Im Bereich Bienenschutz setzt HOFER seit mehreren Jahren vielfältige Maßnahmen. So wurde bereits 2013 ein Bienenhotel in Sattledt, welches mittlerweile etwa 400.000 Bienen beheimatet und bio-zertifiziert ist, eröffnet. Außerdem wurde ein mit bisher 350.000 Euro dotierter Bienenschutzfonds gemeinsam mit dem Naturschutzbund gegründet, mit dem lokale Bienenprojekte unterstützt werden, die sich dem Schutz der Wildbienen und der Bewusstseinsbildung widmen.
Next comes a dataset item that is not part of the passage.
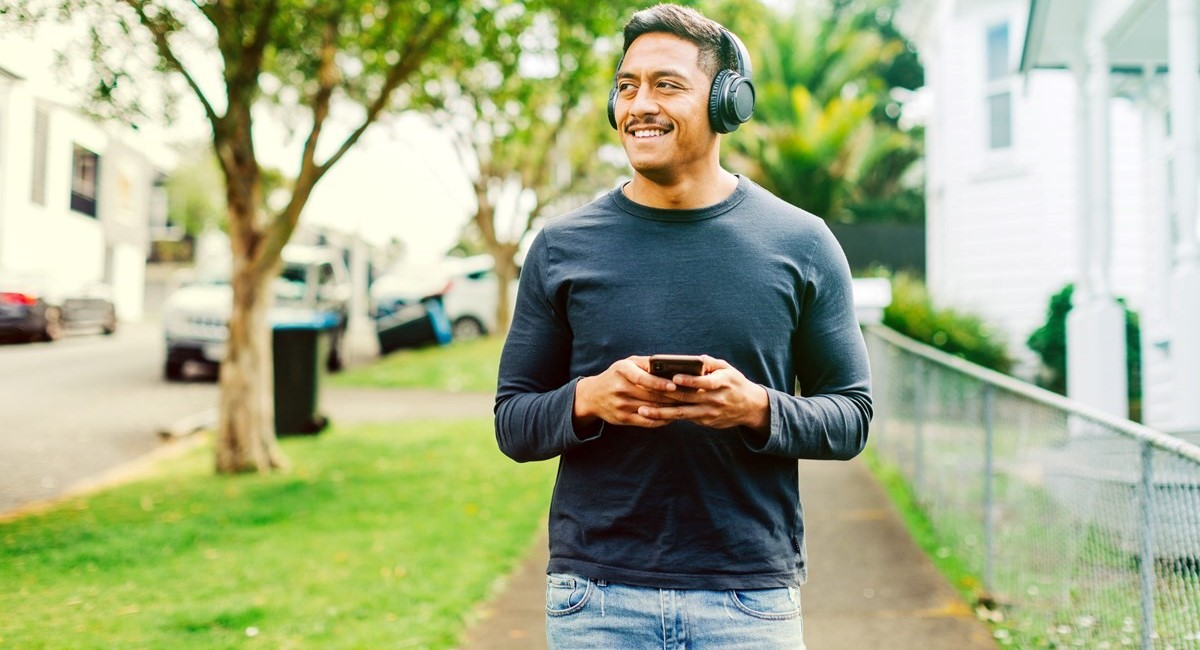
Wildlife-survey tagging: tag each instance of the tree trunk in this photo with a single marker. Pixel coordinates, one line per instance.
(505, 272)
(246, 428)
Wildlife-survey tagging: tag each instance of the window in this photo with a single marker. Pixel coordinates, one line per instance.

HOFER verfolgt darüber hinaus ein Pestizid-Monitoring-Programm bei Schnittblumen und ab 01.01.2019 auch bei Topfpflanzen, welches dem Schutz von Mensch und Umwelt, aber auch dem Schutz von Bienenpopulationen und anderen Bestäubern dient.

HOFER hat bereits für viele Rohstoff- und Produktgruppen eigene Einkaufspolitiken etabliert, beispielsweise für Kaffee, Kakao oder Fisch. Diese stellen einen verbindlichen Handlungsrahmen für Lieferanten und Geschäftspartner dar und helfen dabei, die Erwartungen und Ziele gegenüber den Akteuren entlang der Lieferkette zu formulieren.

 

Über Projekt 2020

Unter „Projekt 2020“ bündelt HOFER seit 2013 sein Engagement im Bereich Nachhaltigkeit und gesellschaftliche Verantwortung. Dazu gehören bestehende Umstellungs- und Optimierungsprozesse ebenso wie Leuchtturmprojekte, die sich durch aktive Kunden- und Mitarbeitereinbindung auszeichnen. Inhaltlich konzentrieren sich die Projekte auf die fünf Schwerpunkte Gesundheit, Klimaschutz, Ressourcen, Vertrauen und Miteinander. Großer Teilerfolg: Seit Jänner 2016 arbeitet HOFER zu 100 % CO2-neutral und wurde dafür beim weltweit bedeutendsten Umweltpreis, dem Energy Globe World Award, mit dem 1. Platz in der Kategorie „Luft“ ausgezeichnet. Die Initiative „Projekt 2020“ wird inhaltlich von einem Stakeholder-Beirat bestehend aus externen Experten aus dem Energie-, Gesundheits-, Umwelt- und Medienbereich begleitet. Weitere Informationen finden sich unter projekt2020.at.